Ben rüyagezer, yemin edebilirim ki neredeyse hiçbir gerçeğe el sürmedim, St. Antuan kilisesine gidip Bach dinledim.
Bach, sadece Tanrının anladığı bir dilde, dünyada olup biten bütün duyguları anlatmış. Casus yani. Aramıza sızmış, saklı olanı ve gün gibi ortada olanı görmüş, gitmiş hepsini bir bir anlatmış. Müziğin, akla hemen takılmayanından, dile hemen dolanmayanından korkulur. O bizim için değil. Belki de dinlemesi bu yüzden o kadar güzel.
Ben rüyagezer, yemin edebilirim ki bu yazıda bir daha söze böyle başlamayacağım, sinemaya gidip Adam Sandler’ınfilmini seyrettim. (Her kadının bir ideal Hollywood kocası bulunur. Benimki, Mark Ruffalo’yla Adam Sandler arası bir aile babası. Tabii herşey Clive Owen’a kadar.) Seyrettim ve beğendim. Çok beğendim hatta. Hayatta hem güldüren, hem düşündüren, hem de ağlatan şeyler bizim için. Biz insani düğmelere sahibiz. Onlarla oynamayı bilen, çok az kişi var. Belki de, seyretmesi bu yüzden o kadar güzel.
Herşeyi, ancak bir ’kendinden ibaret bir kendi kendinelik’lehalledebileceğimi gördüm. Bu önemli bir görüş. Bu beni sinirli yaptı hemen. İş güçse, işçi de güçlü olmalı. Dedim hemen. Dediklerimi bir kerede anlamayan kimseyle çalışmak istemiyorum dedim. Dedim içimden. Dediklerimi bir kerede anlayan birkaç kişi vardı. Onlarla çalışmak, ondan bu kadar güzel olsa gerekti.
Bir arkadaşıma küsüp, dilimden laflar savurdum. En kesici taraflarıyla kanatıp, insana geri dönenlerden. (Ben kelime ustası değilim ama, Murathan Mungan doğru söylemiş, kelime silahı olan, onu asla kullanmamalı. Bir ömür sakat bırakabilir insanı.) Sonra oturup konuştuk. Ben, gerçeğe pek değmediğimden, gerçek bir sorun olduğunda oturup konuşmaz, bağırıp alınmazdım. Ama yok saydığımız şeyler, çoğalarak varederler kendilerini. Bu sefer, çeke ite düğümü çözmeye çalıştım. Bazı laflarımı geri aldım ve yeni laflar ekledim. Sonunda ikimizin de yüzü güldü. Kelimeler sıfırdı biz bir. Kavga etmek kötü değildi, hatta güzeldi.

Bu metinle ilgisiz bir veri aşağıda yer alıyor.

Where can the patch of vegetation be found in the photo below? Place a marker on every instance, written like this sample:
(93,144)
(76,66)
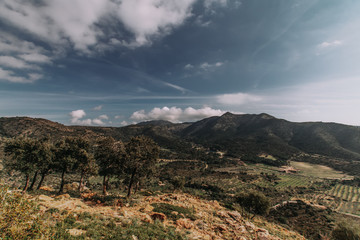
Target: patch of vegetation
(21,219)
(254,202)
(344,231)
(174,212)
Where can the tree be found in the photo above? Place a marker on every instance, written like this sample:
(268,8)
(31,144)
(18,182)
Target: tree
(109,156)
(254,202)
(22,156)
(140,160)
(85,162)
(46,157)
(64,158)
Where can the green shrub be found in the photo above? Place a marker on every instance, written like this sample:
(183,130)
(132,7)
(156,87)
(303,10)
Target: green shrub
(343,231)
(254,202)
(169,210)
(178,182)
(19,218)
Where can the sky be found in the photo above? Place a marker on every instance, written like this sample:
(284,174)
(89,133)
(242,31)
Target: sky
(120,62)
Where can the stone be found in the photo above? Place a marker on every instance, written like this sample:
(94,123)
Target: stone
(45,198)
(185,223)
(146,218)
(264,235)
(159,216)
(222,214)
(47,188)
(235,215)
(66,195)
(76,232)
(221,228)
(148,208)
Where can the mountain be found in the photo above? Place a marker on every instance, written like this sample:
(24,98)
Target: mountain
(236,135)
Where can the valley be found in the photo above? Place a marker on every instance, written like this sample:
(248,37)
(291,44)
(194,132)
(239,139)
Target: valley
(201,172)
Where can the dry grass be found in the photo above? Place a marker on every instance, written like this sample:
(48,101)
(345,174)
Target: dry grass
(319,171)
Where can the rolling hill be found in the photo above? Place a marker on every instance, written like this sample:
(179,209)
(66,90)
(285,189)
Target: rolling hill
(237,135)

Gidip, üzerinde ’kadın: dişiliğin manevi gücüyle temasa geçmek’ yazan bir kitap aldım. Kitapçının dışında, sular seller gibi yağmur yağıyordu. Kitapçının içinde ben, kitabı tutup tutup, rafa geri bırakıyordum. Bir şeyi neye göre elime alıp, neye göre bırakıyordum? Kendi mekanizmalarıma güldüm. Ben, osho falan okumazdım ama aldım. İlk on sayfasında okuduğum çoğu şeye katılmadım, anlatımına da bayılmadım. Ama okuyacaktım. Ve bu bile güzeldi.
Her yerde gezinen bir rüyagezerdim ben, iyiydi güzeldi.